We have considered the competition bill in an exceedingly bipartisan way. There will be a few final steps to take; a few final amendments to consider. But I hope my Republican colleagues have seen our commitment to developing, drafting, and perfecting this legislation in total concert with the other side of the aisle.

With cooperation from our Republican colleagues, we can finish the bill today. And I hope we do. That’s our intention. Because despite the lack of attention it has garnered from the press, the U.S. Innovation and Competition Act will be one of the most significant pieces of bipartisan legislation we pass in a very long time.

It could be a moment in history that future generations look back on as a turning point for American leadership in the 21st Century.

Everyone knows the federal government’s commitment to science and technology has been slipping for decades. We’ve been complacent at the top of the global heap, and our position as the world’s economic leader is teetering. We now spend less than 1%—less than 1% of our GDP—on basic scientific research. The Chinese Communist Party, as a percentage, spends more than twice that. We have put ourselves in a very precarious position of potentially falling behind the rest of the world in the technologies and industries that will define the next Century.

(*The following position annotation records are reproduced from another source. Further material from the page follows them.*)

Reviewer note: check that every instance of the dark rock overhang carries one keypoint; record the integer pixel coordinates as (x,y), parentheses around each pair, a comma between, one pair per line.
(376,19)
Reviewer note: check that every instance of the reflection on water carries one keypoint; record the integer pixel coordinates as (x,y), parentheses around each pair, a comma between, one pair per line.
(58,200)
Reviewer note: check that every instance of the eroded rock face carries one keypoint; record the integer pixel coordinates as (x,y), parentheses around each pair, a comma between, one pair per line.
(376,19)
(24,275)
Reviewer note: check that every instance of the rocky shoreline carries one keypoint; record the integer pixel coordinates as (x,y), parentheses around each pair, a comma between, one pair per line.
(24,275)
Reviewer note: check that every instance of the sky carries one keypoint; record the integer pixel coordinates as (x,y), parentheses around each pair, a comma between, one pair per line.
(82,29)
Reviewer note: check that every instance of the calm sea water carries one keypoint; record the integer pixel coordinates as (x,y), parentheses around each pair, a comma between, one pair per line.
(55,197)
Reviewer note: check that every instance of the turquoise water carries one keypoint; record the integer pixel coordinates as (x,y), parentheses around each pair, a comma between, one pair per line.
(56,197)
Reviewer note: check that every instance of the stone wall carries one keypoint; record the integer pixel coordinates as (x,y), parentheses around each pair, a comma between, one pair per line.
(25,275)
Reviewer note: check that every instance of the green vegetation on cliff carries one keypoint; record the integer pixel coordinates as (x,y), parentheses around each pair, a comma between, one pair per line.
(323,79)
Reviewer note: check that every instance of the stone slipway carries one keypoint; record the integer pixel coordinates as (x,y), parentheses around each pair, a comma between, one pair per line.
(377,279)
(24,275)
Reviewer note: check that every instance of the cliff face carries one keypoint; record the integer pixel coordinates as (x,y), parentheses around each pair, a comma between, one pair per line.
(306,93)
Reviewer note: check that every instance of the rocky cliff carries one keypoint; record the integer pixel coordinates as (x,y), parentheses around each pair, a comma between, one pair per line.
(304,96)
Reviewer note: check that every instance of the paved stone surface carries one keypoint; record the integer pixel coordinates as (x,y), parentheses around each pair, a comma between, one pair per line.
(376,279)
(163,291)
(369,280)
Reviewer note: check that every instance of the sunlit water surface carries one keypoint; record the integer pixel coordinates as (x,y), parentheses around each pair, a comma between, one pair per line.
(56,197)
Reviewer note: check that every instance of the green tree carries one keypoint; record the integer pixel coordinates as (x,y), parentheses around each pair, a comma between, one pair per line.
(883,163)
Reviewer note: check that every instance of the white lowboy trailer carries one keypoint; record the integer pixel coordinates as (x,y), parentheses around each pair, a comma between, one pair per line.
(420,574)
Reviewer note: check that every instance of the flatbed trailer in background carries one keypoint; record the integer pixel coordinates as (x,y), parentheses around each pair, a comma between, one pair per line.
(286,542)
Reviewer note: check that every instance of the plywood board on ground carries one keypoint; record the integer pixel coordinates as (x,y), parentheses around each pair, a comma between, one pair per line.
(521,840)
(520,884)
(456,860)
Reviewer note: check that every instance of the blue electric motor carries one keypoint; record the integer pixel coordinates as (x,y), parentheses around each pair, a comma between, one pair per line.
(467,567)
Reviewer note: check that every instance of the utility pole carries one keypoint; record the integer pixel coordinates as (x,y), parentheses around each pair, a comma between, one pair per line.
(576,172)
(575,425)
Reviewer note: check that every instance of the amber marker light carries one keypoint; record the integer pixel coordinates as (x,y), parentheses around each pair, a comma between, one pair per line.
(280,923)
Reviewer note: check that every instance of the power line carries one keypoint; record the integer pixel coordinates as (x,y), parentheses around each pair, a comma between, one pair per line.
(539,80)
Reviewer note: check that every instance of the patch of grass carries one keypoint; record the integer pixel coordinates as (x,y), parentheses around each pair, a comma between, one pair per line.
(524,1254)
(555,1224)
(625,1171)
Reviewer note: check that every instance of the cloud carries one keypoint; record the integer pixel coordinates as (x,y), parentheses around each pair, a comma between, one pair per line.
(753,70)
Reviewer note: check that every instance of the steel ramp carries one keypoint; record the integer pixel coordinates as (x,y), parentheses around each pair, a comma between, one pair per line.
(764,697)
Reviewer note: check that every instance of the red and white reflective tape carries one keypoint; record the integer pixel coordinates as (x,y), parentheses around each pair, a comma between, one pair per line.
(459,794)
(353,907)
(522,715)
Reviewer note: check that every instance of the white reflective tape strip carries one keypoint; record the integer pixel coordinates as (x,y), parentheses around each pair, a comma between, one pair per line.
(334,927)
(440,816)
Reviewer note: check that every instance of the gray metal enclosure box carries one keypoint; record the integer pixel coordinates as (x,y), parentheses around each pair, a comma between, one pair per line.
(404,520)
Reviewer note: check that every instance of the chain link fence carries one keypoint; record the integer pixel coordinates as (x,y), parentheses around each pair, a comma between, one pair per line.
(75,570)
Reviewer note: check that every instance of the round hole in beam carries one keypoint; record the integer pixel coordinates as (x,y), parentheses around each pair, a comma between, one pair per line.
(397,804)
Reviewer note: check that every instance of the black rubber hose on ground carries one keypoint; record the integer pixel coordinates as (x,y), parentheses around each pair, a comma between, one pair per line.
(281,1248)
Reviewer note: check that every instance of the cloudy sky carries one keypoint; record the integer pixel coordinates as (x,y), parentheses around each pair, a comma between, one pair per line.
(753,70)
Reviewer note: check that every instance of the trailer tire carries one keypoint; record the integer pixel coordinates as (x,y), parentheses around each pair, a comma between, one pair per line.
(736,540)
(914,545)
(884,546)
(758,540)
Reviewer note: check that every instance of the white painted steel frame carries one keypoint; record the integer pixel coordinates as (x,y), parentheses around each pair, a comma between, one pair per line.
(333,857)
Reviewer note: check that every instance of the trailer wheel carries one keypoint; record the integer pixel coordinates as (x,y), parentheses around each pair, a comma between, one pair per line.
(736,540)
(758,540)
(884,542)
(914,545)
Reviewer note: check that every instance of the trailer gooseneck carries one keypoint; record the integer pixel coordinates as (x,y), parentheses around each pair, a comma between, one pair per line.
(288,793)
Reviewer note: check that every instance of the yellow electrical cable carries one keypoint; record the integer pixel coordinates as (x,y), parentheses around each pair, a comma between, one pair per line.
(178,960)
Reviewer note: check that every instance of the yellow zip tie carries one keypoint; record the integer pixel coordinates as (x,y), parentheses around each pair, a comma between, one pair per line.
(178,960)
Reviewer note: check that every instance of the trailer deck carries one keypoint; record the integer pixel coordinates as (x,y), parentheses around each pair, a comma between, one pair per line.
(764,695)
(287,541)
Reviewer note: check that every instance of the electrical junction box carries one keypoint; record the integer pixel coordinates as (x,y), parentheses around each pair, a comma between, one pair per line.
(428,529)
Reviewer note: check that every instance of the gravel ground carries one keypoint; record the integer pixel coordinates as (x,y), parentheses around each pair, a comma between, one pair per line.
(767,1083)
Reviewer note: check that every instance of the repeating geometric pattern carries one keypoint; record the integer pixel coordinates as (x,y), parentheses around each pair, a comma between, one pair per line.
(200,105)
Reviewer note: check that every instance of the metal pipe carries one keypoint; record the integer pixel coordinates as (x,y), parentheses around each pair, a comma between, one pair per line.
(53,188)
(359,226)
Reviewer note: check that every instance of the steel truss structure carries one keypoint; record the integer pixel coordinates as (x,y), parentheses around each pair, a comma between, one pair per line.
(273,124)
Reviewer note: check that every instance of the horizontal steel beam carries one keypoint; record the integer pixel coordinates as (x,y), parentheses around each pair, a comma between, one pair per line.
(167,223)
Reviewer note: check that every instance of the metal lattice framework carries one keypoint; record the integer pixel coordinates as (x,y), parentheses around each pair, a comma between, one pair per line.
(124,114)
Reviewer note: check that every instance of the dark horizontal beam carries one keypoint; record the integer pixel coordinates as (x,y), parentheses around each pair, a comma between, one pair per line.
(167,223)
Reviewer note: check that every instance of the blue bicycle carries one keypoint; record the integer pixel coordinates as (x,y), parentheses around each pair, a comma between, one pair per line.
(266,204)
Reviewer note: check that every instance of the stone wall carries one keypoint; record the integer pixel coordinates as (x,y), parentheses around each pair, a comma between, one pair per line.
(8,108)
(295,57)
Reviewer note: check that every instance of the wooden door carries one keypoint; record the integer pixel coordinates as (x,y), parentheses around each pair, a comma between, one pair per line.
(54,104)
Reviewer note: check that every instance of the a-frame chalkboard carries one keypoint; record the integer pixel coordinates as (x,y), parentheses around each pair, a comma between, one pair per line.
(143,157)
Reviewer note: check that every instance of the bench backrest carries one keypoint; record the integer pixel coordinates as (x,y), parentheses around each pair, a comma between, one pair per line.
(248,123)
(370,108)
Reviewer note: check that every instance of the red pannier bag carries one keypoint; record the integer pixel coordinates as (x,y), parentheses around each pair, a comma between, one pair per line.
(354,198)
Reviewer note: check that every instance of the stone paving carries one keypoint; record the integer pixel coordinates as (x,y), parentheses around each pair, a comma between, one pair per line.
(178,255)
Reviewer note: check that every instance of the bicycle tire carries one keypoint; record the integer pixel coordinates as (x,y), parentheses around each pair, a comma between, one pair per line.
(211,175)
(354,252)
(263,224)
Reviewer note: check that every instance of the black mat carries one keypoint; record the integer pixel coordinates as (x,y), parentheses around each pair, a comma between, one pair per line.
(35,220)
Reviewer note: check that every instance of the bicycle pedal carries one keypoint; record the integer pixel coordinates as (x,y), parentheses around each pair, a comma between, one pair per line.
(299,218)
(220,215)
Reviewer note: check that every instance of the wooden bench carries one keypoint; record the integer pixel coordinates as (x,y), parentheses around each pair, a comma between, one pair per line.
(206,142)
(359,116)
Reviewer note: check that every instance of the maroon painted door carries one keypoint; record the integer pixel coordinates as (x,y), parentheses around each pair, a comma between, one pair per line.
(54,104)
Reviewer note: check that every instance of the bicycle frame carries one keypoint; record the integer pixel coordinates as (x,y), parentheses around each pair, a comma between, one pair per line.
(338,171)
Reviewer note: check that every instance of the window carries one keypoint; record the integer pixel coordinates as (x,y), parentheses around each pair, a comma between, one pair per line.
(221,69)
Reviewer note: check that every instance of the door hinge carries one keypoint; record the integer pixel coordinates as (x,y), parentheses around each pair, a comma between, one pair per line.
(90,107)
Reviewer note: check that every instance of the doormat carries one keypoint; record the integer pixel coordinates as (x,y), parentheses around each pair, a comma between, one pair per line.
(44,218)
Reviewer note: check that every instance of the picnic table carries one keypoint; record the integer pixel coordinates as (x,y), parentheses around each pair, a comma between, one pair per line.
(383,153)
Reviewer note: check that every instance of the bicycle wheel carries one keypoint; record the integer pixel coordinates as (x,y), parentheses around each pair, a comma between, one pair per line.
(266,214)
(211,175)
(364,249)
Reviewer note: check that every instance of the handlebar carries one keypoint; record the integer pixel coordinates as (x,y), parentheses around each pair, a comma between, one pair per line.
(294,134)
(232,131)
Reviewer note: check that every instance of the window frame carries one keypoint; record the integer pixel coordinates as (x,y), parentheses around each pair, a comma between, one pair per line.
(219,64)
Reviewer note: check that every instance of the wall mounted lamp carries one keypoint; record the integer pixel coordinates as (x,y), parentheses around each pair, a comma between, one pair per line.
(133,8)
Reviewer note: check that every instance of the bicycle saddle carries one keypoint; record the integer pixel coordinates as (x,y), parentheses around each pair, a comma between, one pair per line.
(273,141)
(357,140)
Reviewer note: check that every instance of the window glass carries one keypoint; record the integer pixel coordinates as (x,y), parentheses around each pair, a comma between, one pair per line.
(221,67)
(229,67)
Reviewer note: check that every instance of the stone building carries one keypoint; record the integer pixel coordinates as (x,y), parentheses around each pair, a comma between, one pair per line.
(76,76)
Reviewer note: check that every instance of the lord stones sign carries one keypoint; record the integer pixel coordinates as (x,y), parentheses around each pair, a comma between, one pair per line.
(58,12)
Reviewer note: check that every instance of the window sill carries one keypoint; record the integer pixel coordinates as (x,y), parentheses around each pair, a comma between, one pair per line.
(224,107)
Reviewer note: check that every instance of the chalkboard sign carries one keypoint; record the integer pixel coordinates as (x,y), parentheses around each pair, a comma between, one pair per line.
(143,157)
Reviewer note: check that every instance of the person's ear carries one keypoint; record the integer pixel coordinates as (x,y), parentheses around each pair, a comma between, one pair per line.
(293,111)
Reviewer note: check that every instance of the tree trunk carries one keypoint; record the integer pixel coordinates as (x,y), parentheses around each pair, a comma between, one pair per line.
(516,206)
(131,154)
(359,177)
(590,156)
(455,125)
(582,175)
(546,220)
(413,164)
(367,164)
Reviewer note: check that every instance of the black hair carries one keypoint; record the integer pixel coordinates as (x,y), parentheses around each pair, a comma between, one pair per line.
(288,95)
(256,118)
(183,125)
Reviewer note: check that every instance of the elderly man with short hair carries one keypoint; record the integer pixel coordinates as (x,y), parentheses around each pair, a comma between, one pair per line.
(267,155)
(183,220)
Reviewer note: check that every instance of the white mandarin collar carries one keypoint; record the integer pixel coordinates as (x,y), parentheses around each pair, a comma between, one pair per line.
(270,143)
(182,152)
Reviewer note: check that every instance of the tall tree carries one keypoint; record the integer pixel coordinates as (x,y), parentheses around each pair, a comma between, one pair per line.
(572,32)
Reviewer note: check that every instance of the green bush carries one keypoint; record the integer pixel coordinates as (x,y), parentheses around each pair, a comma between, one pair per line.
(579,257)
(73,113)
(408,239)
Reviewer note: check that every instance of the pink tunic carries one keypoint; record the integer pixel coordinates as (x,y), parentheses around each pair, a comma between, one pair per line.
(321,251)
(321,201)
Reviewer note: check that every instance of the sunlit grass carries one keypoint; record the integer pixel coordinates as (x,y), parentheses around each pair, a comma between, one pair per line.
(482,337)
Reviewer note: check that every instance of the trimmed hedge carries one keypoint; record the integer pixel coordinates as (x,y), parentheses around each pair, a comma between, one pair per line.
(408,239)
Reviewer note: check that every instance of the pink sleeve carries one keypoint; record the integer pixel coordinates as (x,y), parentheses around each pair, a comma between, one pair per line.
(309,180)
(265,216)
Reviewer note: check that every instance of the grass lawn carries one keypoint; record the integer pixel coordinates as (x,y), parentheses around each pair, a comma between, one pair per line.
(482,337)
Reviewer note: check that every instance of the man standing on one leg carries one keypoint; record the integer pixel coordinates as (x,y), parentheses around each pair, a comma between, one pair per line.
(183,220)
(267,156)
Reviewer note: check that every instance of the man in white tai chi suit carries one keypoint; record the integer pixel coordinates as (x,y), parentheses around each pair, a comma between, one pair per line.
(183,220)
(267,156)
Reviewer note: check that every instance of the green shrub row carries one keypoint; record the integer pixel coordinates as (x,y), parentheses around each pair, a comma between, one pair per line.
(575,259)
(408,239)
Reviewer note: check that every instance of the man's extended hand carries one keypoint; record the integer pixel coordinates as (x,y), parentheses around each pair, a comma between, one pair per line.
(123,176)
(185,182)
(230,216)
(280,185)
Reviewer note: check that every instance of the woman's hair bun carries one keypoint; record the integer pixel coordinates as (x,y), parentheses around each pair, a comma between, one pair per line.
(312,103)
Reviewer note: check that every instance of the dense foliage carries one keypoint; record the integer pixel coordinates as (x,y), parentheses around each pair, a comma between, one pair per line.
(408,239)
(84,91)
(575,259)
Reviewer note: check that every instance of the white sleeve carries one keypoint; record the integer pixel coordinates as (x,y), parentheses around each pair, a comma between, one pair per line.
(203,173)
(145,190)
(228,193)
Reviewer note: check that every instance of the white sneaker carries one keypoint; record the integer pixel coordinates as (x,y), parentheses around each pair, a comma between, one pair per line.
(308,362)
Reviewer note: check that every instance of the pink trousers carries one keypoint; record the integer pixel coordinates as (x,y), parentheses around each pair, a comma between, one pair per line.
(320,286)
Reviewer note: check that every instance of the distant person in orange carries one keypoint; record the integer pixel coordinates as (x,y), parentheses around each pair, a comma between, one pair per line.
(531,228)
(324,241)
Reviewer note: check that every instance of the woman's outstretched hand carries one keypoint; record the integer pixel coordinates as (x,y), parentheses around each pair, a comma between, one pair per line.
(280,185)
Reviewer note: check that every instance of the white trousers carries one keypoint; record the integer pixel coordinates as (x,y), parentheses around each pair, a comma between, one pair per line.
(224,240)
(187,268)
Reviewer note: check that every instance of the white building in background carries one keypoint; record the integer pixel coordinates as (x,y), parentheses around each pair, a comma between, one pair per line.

If that happens, the days of America leading the world in scientific innovation, the days of America being the leading economic and military power in the world, may be over. This is a moment when the United States Senate can arrest the decline and lay the foundation, instead, for another American century. Again, that's why this is a moment in history that future generations could well look back on as a turning point for American leadership in the 21st century.

By investing in science and technology, shoring up critical industries like semiconductors, boosting our universities, laboratories, and businesses, we can keep America on top and out-compete the world in the industries of the future.

That is just what this legislation would do.

Our two parties have worked very hard on it. I think we’ve made a number of notable improvements to the bill. It’s time to move forward, together, and pass this bill.